I remember one specific Saturday when I begged to be able to go to the high school football game with my friends but was told that my chores came first. None of my friends ever had to tend to chores. Why was I being punished? And while I’m at it, why aren’t my sisters part of this leaf removal enterprise?
At first I sulked and begrudgingly raked and raked. The sulking then dissipated and I got lost in the joy of hard labor. I took extreme pride in my work. I loved the ache in my arms and legs post shower on Saturday evening. And I never held a grudge after my initial complaints. This was better than watching the high school football team lose by 35 points.
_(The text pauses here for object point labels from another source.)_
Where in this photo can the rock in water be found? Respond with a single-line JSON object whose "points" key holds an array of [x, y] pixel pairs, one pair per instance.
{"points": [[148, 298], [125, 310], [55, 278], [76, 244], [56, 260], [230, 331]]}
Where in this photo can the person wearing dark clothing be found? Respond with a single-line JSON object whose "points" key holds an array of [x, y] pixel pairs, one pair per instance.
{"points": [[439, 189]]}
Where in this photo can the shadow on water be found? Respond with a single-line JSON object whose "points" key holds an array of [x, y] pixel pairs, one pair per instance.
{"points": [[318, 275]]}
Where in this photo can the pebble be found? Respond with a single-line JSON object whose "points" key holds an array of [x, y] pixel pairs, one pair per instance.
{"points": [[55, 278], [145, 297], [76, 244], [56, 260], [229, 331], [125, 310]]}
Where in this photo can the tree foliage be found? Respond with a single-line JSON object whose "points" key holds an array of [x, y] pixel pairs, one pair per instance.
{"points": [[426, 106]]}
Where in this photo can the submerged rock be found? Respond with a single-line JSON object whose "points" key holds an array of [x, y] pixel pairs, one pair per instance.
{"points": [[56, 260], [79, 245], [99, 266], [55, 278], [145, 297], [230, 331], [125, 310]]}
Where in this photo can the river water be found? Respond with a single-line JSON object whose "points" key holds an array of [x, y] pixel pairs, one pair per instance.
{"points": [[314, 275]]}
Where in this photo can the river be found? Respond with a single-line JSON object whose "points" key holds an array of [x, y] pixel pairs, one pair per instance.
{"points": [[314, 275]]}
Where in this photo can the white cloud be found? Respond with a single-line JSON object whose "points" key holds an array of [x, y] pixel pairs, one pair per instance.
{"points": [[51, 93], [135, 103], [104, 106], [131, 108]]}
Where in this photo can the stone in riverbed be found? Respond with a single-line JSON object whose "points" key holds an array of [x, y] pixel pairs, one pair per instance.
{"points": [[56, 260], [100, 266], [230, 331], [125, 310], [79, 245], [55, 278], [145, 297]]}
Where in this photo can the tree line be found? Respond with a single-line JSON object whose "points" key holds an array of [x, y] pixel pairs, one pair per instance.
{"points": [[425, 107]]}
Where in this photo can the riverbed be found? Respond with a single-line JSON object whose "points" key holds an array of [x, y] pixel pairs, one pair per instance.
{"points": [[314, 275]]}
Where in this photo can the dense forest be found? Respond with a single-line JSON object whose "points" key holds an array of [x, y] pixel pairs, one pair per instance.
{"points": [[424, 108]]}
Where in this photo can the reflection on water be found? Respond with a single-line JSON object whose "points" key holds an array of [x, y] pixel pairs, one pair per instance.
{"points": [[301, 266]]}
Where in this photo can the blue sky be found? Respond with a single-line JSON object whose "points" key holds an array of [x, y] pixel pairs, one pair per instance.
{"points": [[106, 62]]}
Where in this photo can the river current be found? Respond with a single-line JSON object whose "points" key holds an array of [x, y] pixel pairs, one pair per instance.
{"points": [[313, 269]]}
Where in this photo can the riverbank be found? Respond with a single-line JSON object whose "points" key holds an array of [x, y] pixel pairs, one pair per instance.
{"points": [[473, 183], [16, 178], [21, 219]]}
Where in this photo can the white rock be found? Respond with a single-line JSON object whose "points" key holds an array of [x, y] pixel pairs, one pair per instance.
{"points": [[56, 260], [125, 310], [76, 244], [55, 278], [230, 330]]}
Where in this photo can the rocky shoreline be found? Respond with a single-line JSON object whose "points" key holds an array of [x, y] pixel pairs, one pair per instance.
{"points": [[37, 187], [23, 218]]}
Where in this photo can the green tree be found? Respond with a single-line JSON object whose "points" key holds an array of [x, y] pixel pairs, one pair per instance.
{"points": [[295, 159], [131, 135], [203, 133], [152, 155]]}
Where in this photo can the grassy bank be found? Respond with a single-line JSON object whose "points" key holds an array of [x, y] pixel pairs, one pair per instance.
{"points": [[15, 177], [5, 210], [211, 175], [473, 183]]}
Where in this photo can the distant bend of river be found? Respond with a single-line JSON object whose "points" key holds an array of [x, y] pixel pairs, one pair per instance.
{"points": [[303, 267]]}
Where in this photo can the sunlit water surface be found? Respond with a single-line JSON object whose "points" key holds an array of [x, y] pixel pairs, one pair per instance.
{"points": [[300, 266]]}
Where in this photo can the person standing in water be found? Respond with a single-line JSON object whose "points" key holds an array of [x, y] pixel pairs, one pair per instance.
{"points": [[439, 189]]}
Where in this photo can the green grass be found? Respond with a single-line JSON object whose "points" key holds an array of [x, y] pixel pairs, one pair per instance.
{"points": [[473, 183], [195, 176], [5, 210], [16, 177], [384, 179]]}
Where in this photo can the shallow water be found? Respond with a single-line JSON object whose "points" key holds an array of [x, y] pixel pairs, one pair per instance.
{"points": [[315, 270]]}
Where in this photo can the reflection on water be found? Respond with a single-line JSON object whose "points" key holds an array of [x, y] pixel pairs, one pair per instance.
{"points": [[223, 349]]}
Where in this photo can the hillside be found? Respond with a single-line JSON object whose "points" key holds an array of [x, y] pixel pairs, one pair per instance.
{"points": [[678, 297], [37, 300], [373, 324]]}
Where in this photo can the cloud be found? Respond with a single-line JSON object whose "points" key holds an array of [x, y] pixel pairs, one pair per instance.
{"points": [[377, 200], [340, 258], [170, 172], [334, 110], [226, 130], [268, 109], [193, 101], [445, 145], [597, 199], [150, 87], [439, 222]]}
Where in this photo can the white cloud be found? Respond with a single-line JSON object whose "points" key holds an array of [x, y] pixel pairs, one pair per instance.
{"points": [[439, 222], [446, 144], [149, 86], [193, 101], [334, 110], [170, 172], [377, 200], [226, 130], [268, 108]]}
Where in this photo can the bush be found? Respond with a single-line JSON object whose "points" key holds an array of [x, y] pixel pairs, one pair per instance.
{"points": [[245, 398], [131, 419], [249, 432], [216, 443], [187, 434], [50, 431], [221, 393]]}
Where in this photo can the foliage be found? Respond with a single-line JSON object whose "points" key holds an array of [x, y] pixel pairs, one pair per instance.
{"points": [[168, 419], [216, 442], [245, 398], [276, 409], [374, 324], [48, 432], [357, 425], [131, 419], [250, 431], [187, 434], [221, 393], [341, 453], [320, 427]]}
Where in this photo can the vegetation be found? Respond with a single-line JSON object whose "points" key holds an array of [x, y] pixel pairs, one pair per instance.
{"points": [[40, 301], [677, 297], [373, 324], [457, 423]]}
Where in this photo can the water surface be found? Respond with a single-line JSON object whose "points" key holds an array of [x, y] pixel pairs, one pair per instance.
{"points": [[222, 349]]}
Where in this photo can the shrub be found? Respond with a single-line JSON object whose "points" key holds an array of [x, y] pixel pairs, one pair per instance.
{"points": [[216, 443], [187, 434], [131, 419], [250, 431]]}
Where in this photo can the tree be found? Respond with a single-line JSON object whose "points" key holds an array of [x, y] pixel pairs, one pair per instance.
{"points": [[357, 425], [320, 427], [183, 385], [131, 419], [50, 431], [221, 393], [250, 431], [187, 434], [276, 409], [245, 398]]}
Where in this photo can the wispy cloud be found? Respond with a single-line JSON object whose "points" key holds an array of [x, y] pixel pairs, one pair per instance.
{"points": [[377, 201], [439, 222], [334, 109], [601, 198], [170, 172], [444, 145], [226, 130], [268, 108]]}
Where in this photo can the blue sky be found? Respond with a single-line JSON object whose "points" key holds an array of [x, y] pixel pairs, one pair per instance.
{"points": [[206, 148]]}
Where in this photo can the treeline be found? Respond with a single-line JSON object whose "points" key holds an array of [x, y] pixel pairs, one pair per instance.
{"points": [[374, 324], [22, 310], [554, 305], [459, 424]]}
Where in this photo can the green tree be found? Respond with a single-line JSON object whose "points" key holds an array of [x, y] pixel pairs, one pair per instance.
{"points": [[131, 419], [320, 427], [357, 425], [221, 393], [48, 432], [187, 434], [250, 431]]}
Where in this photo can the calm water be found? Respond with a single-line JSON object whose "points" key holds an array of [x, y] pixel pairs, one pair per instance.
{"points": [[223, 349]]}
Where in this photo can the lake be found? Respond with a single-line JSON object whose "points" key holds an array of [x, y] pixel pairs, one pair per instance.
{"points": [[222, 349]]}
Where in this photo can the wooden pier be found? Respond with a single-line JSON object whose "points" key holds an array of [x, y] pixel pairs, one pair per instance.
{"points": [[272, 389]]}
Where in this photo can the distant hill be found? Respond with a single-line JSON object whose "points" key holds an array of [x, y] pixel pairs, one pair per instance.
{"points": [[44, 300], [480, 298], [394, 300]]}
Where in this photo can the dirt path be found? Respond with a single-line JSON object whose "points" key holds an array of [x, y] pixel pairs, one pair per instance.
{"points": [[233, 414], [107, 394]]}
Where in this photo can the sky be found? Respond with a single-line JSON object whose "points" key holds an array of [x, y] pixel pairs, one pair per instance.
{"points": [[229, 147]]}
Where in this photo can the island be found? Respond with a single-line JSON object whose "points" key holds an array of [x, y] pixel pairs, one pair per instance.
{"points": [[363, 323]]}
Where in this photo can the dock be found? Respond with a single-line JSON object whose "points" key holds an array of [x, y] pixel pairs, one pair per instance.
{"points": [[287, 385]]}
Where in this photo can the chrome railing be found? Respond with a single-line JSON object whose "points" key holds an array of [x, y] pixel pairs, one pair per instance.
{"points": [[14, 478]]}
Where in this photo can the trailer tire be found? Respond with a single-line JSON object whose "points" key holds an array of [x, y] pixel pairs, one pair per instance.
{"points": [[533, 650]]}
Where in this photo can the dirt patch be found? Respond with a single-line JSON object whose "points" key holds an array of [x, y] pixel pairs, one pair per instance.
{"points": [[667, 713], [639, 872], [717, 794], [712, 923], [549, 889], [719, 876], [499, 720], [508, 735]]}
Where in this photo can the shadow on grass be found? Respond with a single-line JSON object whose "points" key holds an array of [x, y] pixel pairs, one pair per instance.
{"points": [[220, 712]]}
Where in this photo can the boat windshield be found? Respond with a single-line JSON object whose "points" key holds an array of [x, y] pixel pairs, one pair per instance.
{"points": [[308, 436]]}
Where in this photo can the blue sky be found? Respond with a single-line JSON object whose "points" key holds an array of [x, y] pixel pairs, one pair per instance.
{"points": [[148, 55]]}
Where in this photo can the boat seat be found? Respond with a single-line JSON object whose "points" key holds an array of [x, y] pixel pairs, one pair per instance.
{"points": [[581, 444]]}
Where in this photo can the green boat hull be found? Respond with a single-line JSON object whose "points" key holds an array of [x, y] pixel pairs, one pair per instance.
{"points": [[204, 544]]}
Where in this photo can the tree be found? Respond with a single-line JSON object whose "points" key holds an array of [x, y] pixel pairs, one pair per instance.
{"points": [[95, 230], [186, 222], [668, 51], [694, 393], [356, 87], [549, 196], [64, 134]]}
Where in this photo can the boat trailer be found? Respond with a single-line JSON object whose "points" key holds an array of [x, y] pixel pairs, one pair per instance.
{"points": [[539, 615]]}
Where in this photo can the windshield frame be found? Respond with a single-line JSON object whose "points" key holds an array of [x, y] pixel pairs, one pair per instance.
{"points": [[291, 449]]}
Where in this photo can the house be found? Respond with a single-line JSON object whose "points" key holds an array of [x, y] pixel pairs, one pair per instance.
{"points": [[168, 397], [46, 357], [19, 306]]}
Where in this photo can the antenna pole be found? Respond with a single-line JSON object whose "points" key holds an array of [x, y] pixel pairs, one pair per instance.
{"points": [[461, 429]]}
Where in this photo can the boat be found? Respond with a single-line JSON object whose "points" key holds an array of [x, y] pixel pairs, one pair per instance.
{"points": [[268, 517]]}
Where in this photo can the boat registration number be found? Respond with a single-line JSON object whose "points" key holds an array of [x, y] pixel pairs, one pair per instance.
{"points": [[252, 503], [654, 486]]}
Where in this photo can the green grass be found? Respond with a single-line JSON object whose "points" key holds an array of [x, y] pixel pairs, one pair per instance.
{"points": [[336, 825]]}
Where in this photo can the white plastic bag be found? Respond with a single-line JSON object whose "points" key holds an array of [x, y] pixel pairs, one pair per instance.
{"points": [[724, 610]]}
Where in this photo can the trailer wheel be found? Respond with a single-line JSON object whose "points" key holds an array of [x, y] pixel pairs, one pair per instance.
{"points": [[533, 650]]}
The father/son bonding, while often bound in silence, was something I didn’t appreciate enough at the time. It wasn’t until my freshman year in college, when I was away at school during those leaf-raking months, that I realized how much I missed it and how bad I felt that I couldn’t be there to help my dad.
Autumn was crisp weather. Autumn was football season. Autumn was apples and pumpkins and Halloween. But autumn was also raking leaves with dad, consulting on NFL predictions with dad and eating salt bagels with melted butter with dad.
The leaf management program also foreshadowed my deep appreciation of a well-kept yard. I didn’t help in the yard as much as I too owned that yard.
That notion eventually extended to other “yard” tasks:
- Cutting the lawn
- Trimming the lawn
- Using an edger-with-wheel contraption that created killer straight edges along our front sidewalk.
And one other task became a part of my weekly routine spring through summer:
I would use a small handheld rake that I dragged through our garden beds, breaking up the compacted soil. I would then follow that up with a “smoothing” of the broken up soil so it all was pleasurable to the eye.
I frickin loved it.
I felt an enormous sense of accomplishment. I didn’t care if it served any greater purpose or if it was good for all of the nearby shrubs (I only remember azaleas and rhododendrons in our “garden”), it looked neat and clean.
By the time I was in high school, I was our family landscaper. I couldn’t have told you the difference between an annual and a perennial. I couldn’t identify any shrubs by name.
But I could trim the hell out of hedges. I could cut lines in the lawn like a champ. Lawn edges were always immaculate.
I carried over that notion to my first home many years later.
Where I also came to appreciate a “clean” garden but with the leaves utilized as beneficial to the garden.
Leaf mold (leaves decomposed over time) is one of the best organic soil amendments. So save some leaves in fall and allow them to transform into an almost black crumbly mold. Add to the soil and reap the benefits.